Sous les feuilles, où je pouvais discerner

Le bruissement de la vie et de la mort.

Alors, je faisais d’elle ma confidente,

Au fil du temps, elle était devenue mon amie.




Oui, bien avant les hommes, elle a su.

Très tôt, elle a tout perçu de moi,

Elle, elle connaissait mon secret !




Elle a été le témoin de ces rendez-vous

Montrés du doigt, interdits par les lois,

C'est là que je retrouvais les mêmes ombres,

Pour des jeux inconvenants, qu’il fallait taire.


































Bien des fois, j’ai levé les yeux vers les cimes

De ses vieux sages, implantés depuis des siècles,

Pour leur demander « pourquoi moi ? ».

J’attendais du frémissement de leurs feuilles,

D'être mis au pilori ou d’être innocenté.





Ils me répondaient avec un rayon de soleil,

Qu'ils laissaient glisser doucement jusqu’à moi,

Apaisant d'une caresse, ma blessure intestine.

Ils semblaient me dire simplement, « Sois-toi ! 




Bien avant les hommes, elle a su mon désarroi.

Enfant, je me réfugiais dans son ventre de mère,

Où je cachais ces différences qui effleuraient

Ma conscience encore ignorante, encore naïve.




Pendant ma jeunesse, je me détachais d’elle,

L’amour m’avait donné de grandes ailes,

Pour m’envoler, haut, au-dessus de mes peurs.




Mais avec le temps, au retour de mes turpitudes,

Elle fut le témoin des larmes d'un homme désarmé,

Pour qui sa bienveillance ne suffisait plus.




Et pourtant, en elle, j'avais puisé mes forces

Pour aller de l’avant, et suivre ma destinée,

Sur mon chemin hasardeux, tracé depuis toujours.





C'est sous sa canopée que j’ai fait mon choix

Assumer enfin, ce que je devais à la nature.

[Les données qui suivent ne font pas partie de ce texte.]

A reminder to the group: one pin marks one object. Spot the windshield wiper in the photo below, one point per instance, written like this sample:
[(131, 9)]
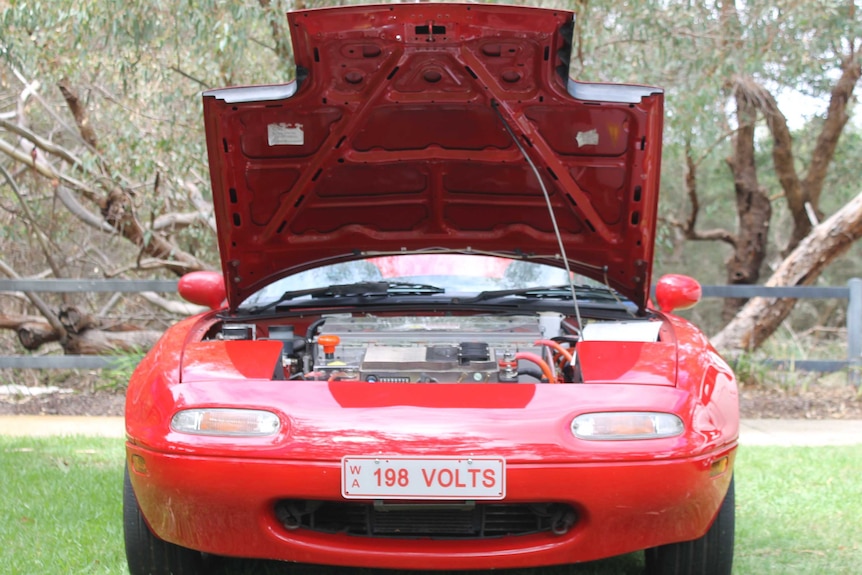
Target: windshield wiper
[(563, 292), (359, 289)]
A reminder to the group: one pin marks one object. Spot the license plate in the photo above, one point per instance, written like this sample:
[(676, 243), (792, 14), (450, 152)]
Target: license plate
[(423, 477)]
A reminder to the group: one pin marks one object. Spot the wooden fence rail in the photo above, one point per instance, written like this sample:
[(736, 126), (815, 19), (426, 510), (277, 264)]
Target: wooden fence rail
[(852, 292)]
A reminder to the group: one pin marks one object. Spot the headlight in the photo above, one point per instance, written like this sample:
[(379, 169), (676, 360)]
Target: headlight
[(229, 422), (626, 425)]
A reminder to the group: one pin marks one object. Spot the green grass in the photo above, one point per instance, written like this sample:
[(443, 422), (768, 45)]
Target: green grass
[(798, 512)]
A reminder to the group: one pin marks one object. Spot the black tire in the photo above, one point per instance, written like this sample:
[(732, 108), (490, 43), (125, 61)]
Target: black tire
[(146, 554), (711, 554)]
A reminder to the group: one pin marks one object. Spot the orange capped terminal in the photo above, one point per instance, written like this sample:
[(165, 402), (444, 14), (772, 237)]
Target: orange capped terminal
[(329, 342)]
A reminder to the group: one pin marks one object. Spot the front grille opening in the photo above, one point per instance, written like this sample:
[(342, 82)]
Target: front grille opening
[(427, 520)]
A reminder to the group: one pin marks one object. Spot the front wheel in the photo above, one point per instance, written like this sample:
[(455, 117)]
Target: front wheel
[(146, 553), (711, 554)]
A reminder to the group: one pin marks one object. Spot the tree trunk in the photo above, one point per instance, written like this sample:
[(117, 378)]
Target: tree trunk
[(752, 205), (33, 333), (760, 317)]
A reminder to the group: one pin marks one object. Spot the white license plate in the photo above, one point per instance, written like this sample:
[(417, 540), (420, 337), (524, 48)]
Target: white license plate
[(423, 477)]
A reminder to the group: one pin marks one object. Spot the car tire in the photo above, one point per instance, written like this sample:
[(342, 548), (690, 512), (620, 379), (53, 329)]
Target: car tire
[(147, 554), (711, 554)]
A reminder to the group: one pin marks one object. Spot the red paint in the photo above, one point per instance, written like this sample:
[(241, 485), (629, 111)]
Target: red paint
[(395, 143), (677, 292), (203, 288), (369, 155)]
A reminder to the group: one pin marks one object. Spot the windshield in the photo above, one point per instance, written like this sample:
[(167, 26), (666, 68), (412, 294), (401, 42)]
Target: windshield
[(455, 273)]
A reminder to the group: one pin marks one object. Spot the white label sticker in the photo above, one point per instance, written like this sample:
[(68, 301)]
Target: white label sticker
[(285, 135), (590, 138)]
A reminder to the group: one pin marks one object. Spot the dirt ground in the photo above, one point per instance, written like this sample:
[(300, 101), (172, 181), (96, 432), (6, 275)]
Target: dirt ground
[(836, 400)]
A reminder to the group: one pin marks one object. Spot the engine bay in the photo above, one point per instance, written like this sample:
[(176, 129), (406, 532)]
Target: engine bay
[(421, 348), (480, 348)]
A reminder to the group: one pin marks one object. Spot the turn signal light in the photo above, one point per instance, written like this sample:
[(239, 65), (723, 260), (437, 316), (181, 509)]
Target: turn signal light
[(623, 425), (226, 422)]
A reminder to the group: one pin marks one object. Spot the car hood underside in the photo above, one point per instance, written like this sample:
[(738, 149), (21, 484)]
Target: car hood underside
[(434, 128)]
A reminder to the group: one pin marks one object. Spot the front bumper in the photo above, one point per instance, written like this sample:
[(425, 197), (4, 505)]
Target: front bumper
[(226, 506)]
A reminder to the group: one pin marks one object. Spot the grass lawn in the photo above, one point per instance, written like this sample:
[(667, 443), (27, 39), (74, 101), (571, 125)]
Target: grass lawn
[(798, 512)]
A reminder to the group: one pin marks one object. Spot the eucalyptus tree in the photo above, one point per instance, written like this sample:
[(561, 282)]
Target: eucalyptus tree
[(727, 68)]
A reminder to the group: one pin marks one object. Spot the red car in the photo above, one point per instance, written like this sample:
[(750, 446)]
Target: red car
[(432, 344)]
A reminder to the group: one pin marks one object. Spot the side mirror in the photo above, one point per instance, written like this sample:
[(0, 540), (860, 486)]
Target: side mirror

Texte et photos Christian Bailly 
Tous droits réservés
04/02/2026

mardi 27 janvier 2026

Liberté !

 



























Derrière les barreaux...

Il existe toujours des rêves de liberté...

 

Je suis derrière des barreaux

Dressés par les hommes,

Derrière des murs

Bâtis par la société.

Ils cachent ma réalité...

 

Liberté !

Liberté !

Donne-moi,

De mon destin,

La clef de mes chaînes

Et de ma cage dorée.

Donne-moi la force

De m'échapper…

 

Liberté !

Liberté !

Sur la voie sacrée,

Guide-moi vers l'émancipation,

Que je vive enfin ma vérité,

Que je fasse entendre

Ma voix libérée.

 

Liberté !

Liberté !

Donne-moi des ailes,

Émancipe ma conscience,

Que j'embrasse l'évidence,

De vivre le substantiel,

De mon existence…


Christian Bailly 

Tous droits réservés

24/01/2026

jeudi 22 janvier 2026

La rivière


 



Elle court, elle court la rivière,

Dans nos pas, sans se soucier

Le moins du monde des pierres

Qu'elle roule sous nos pieds.





Elle flâne, elle flâne la rivière,

Riche d'amour, riche de vie,

Dessus, dessous la verte litière

De nénuphars à peine fleuris.





Elle se hâte, elle se hâte la rivière

Promène toute sa progéniture

Le long des terres nourricières,

Sous le soleil qu'elle capture.





Même si elle se presse la rivière,

Ses reflets d'azur et d'argent

Remplissent notre aumônière,

Des richesses de l'instant présent.




Elle prend tout son temps la rivière,

D'arroser les prairies en fleurs,

Où je rêve d'école buissonnière,

Et moi, je suis là, à flairer le bonheur.














Texte et photos Christian Bailly

Les bords de l'Yonne près de Cézy - Thèmes

Tous droits réservés 

22/01/2026

vendredi 16 janvier 2026

Envies

 




J'ai envie…

J'ai envie de ta bouche, et des tumultes de ta langue.

Elles enflamment mon corps, me font perdre mes esprits.

J'ai envie du sel de ta peau sur mes lèvres fiévreuses.

Il attise ma fringale, et pimente mon incorrigible curiosité.





J'ai envie de croquer tes tétons insolents qui me narguent.

Saisir tes seins à pleines mains, les pétrir comme du bon pain.

J'ai envie de poser ma tête sur le velours de ta chair offerte.

Et venir perdre mon âme sur les chemins de tes désirs.







J'ai envie...

J'ai envie de redécouvrir ce mystère blotti entre tes cuisses,

Là où niche l'escarcelle de tes plaisirs échus et de ceux à venir

Mais aussi de ton sexe qui comble si bien mes faims de toi,

Il sait assouvir ma gourmandise de vieil amant insatiable.






J'ai envie de baiser tes rondeurs généreuses et pommelées.

Où se cachent, dans leurs ténèbres, les arcanes de mon désir.

Où j'espère déposer, de mon amour, le sublime, l'apothéose.

J'ai envie de tous tes paysages où j'aime partir en voyage...





Là où dans un souffle, je dépose mon amour incandescent.